GlaxoSmithKline announced it would stop paying doctors for promoting its drugs and scrap prescription targets for its marketing staff – a first for an industry battling scandals over its sales practices, and a challenge for its peers to follow suit. Britain’s biggest drugmaker also said it would stop payments to healthcare professionals for attending medical conferences as it tries to persuade critics it is addressing conflicts of interest that could put commercial interests ahead of the best outcome for patients.

The Chinese authorities were not only investigating GlaxoSmithKline; big international pharmaceutical companies like Novartis International AG, AstraZeneca PLC, Sanofi S.A., Bayer AG und Eli Lilly and Company have also been subjected to greater scrutiny.

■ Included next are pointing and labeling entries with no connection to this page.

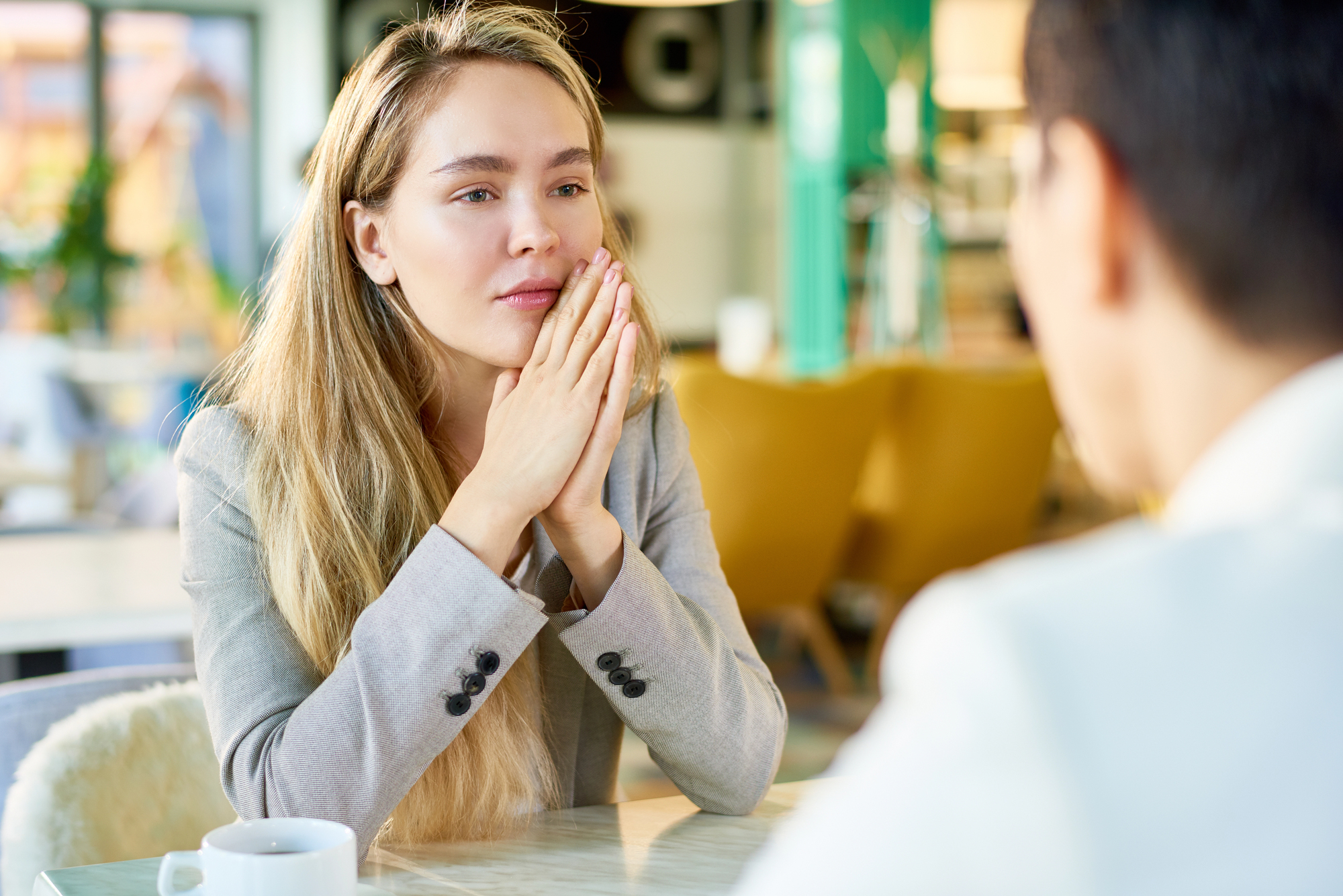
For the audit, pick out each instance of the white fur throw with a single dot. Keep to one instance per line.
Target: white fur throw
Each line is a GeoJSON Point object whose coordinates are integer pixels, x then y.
{"type": "Point", "coordinates": [127, 777]}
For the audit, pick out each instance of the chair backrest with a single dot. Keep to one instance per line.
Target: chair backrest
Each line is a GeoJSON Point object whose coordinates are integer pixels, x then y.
{"type": "Point", "coordinates": [131, 776]}
{"type": "Point", "coordinates": [778, 464]}
{"type": "Point", "coordinates": [32, 706]}
{"type": "Point", "coordinates": [956, 472]}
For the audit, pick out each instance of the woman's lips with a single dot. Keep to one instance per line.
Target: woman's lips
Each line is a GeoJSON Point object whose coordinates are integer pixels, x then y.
{"type": "Point", "coordinates": [531, 299]}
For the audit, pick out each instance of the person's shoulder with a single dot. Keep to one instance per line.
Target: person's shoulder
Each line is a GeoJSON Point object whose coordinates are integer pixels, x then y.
{"type": "Point", "coordinates": [216, 440]}
{"type": "Point", "coordinates": [1136, 588]}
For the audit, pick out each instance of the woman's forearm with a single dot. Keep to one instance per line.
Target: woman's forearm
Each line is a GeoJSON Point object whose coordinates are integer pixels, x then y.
{"type": "Point", "coordinates": [484, 525]}
{"type": "Point", "coordinates": [593, 550]}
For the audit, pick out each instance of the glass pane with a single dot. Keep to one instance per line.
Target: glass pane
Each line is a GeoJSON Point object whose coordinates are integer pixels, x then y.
{"type": "Point", "coordinates": [44, 119]}
{"type": "Point", "coordinates": [181, 137]}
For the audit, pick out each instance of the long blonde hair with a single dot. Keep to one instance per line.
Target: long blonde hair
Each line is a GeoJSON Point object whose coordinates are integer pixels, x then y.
{"type": "Point", "coordinates": [335, 380]}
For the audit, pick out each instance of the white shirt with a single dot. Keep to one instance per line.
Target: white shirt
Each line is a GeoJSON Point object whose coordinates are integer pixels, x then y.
{"type": "Point", "coordinates": [1154, 709]}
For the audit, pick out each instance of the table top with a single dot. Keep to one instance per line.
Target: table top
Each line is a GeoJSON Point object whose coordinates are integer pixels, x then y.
{"type": "Point", "coordinates": [75, 589]}
{"type": "Point", "coordinates": [641, 848]}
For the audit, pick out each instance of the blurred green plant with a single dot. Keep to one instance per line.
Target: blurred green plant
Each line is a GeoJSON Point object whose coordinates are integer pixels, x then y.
{"type": "Point", "coordinates": [84, 256]}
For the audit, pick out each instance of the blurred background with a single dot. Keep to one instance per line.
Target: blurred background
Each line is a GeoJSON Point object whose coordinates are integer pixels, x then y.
{"type": "Point", "coordinates": [817, 196]}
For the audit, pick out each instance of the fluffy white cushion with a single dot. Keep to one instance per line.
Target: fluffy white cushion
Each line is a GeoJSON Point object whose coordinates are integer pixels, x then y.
{"type": "Point", "coordinates": [132, 776]}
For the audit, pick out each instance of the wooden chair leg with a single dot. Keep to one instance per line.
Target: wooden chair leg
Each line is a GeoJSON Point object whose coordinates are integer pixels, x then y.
{"type": "Point", "coordinates": [891, 607]}
{"type": "Point", "coordinates": [824, 647]}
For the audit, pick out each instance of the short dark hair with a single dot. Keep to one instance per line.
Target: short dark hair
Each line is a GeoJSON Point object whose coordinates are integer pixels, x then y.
{"type": "Point", "coordinates": [1227, 118]}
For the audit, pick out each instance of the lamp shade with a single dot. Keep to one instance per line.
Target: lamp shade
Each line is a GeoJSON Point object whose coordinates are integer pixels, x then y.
{"type": "Point", "coordinates": [977, 52]}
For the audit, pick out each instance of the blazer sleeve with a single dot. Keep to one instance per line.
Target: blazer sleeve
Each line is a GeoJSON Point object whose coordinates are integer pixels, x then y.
{"type": "Point", "coordinates": [351, 746]}
{"type": "Point", "coordinates": [708, 709]}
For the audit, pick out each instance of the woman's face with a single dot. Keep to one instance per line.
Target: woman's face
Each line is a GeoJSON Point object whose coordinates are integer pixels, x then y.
{"type": "Point", "coordinates": [495, 207]}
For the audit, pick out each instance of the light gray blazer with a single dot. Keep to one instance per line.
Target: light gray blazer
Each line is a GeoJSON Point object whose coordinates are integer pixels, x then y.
{"type": "Point", "coordinates": [351, 746]}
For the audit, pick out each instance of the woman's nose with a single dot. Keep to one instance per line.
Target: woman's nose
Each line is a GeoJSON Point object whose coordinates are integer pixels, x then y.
{"type": "Point", "coordinates": [531, 231]}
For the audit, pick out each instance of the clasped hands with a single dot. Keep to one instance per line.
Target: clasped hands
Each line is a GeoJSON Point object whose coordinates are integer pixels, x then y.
{"type": "Point", "coordinates": [551, 431]}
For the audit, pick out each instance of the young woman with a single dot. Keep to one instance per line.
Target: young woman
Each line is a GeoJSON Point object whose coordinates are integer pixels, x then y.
{"type": "Point", "coordinates": [441, 529]}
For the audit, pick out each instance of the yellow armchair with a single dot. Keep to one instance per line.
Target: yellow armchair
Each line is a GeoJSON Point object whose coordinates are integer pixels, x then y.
{"type": "Point", "coordinates": [954, 477]}
{"type": "Point", "coordinates": [780, 464]}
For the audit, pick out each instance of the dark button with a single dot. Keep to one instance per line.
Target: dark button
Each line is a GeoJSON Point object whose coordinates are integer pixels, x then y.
{"type": "Point", "coordinates": [473, 683]}
{"type": "Point", "coordinates": [488, 663]}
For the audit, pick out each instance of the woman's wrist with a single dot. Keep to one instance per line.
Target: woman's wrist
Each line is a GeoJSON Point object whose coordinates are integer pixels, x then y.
{"type": "Point", "coordinates": [593, 549]}
{"type": "Point", "coordinates": [484, 525]}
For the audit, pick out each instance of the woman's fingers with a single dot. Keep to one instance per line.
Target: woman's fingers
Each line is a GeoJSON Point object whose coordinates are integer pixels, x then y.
{"type": "Point", "coordinates": [597, 372]}
{"type": "Point", "coordinates": [592, 336]}
{"type": "Point", "coordinates": [574, 313]}
{"type": "Point", "coordinates": [543, 340]}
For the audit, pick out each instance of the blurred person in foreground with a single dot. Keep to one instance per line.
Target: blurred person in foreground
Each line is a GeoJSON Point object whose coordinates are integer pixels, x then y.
{"type": "Point", "coordinates": [1156, 707]}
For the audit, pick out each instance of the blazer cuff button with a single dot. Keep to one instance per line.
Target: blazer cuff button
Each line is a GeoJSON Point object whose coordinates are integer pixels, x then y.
{"type": "Point", "coordinates": [473, 685]}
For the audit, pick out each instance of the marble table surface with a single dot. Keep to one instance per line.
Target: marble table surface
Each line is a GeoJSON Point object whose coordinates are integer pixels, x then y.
{"type": "Point", "coordinates": [76, 589]}
{"type": "Point", "coordinates": [641, 848]}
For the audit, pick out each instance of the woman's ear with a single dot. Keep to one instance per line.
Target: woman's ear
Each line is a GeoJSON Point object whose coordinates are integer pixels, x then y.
{"type": "Point", "coordinates": [367, 235]}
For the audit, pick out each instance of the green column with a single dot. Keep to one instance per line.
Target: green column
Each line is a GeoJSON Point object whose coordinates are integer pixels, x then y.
{"type": "Point", "coordinates": [815, 183]}
{"type": "Point", "coordinates": [833, 111]}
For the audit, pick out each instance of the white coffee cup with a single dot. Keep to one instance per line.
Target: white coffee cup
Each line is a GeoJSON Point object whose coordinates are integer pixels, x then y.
{"type": "Point", "coordinates": [269, 858]}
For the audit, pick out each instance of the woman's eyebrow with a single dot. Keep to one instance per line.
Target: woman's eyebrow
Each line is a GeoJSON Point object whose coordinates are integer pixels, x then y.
{"type": "Point", "coordinates": [571, 156]}
{"type": "Point", "coordinates": [476, 164]}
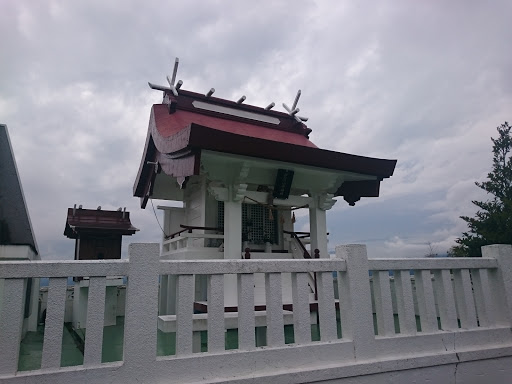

In China, GSK’s business is still struggling, with sales down 28 percent in the first quarter, due to disposals of some products and lower prices, but Witty said he expected GSK to return to growth in China in the second half of 2016.

In the United States, the industry’s biggest market by far, many companies have run into conflicts over improper sales tactics and GSK reached a record $3-billion settlement a few years ago with the U.S. government over charges that it provided misleading information on certain drugs.

AstraZeneca said in 2011 it was scrapping payments for doctors to attend international congresses but others, until now, have not followed suit and GSK’s actions go further.

The shift is pragmatic to a certain extent, since many decisions about which drugs to use are now taken centrally by big insurers and governments, based on cost-effectiveness measurements, rather than by individual doctors.